L’explication : « Le cerveau a automatiquement tendance à prêter attention à la menace et à la nouveauté. Soit exactement ce que proposent les réseaux sociaux… ». À ses yeux, les premiers pas apparaissent bien souvent pavés de bonnes intentions : « On a envie tout simplement de se tenir au courant de l’actualité, de divertissements, d’influences, etc., selon nos propres intérêts ».
Maintenir le cerveau en éveil
Ces contenus, alimentés par les algorithmes des réseaux sociaux, visent à maintenir notre cerveau « en éveil pendant une période prolongée ». Craig N. Sawchuk, ajoute : « Plus nous sommes exposés longtemps à ce contenu négatif, plus notre humeur peut décliner. L’on peut ainsi se sentir émotionnellement déprimé, anxieux, irrité, tendu, inquiet ». Sans compter que ce temps passé nuit à la pratique d’autres activités qu’il qualifie de plus « saines » pour notre organisme et notre santé mentale : comme le fait de discuter avec des proches, participer à un jeu, marcher en plein air ou tout simplement dormir.
Les conseils pour en sortir
Le psychologue insiste : « Il est important d’avoir conscience comment tout cela fonctionne », pour mieux prévenir les effets néfastes. Ainsi, avant de vous lancer sur les réseaux sociaux, il préconise de « réaliser une brève évaluation de son humeur du moment : 0 = négatif, 5 = neutre, 10 = positif ». Puis de renouveler cet état des lieux après 15 minutes de doomscrolling – en réglant une minuterie… Vous constatez au bout d’un certain temps, que votre humeur décline ? « Changez de contenu en vous tournant sur du plus léger ou… fermez l’application et basculez vers une activité positive : appelez un ou une amie, sortez… », recommande le Pr Sawchuk.
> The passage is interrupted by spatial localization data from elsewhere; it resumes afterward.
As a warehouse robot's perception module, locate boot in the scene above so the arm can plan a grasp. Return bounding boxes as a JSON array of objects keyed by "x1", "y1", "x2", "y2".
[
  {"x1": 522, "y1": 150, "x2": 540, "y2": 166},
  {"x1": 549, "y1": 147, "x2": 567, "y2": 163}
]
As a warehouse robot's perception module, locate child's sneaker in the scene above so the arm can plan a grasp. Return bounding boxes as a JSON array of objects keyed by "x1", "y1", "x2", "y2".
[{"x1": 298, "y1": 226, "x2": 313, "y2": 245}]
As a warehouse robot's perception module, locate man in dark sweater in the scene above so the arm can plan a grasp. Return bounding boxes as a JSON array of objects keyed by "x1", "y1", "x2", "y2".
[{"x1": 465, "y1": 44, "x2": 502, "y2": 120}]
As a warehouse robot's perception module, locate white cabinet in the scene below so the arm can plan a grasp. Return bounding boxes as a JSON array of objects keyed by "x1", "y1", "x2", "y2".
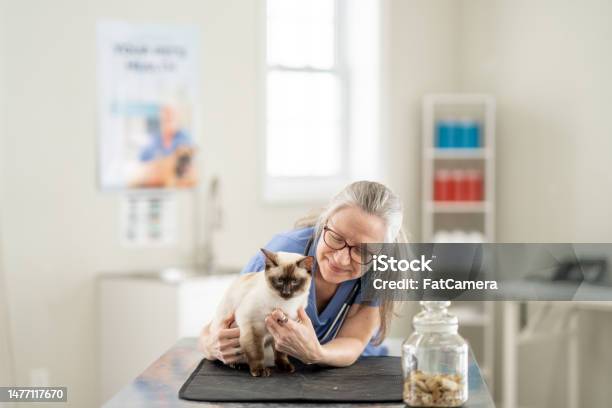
[
  {"x1": 97, "y1": 271, "x2": 238, "y2": 402},
  {"x1": 421, "y1": 94, "x2": 496, "y2": 389}
]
Et pour savoir comment évolue votre état d’esprit, c’est très simple, selon lui : « Demandez-vous si vous vous sentez mieux ou pire après avoir passé du temps à scroller ». Et par ailleurs, « prenez parfois un peu de hauteur pour voir si vous avez récemment cessé ou ralenti des activités, comme la pratique d’une activité physique par exemple ». Le cas échéant, demandez aussi à vos proches ce qu’ils en pensent. Et de conclure : « L’objectif est de se donner un peu d’espace pour être en mesure d’apporter des changements susceptibles d’améliorer notre humeur et notre fonctionnement ».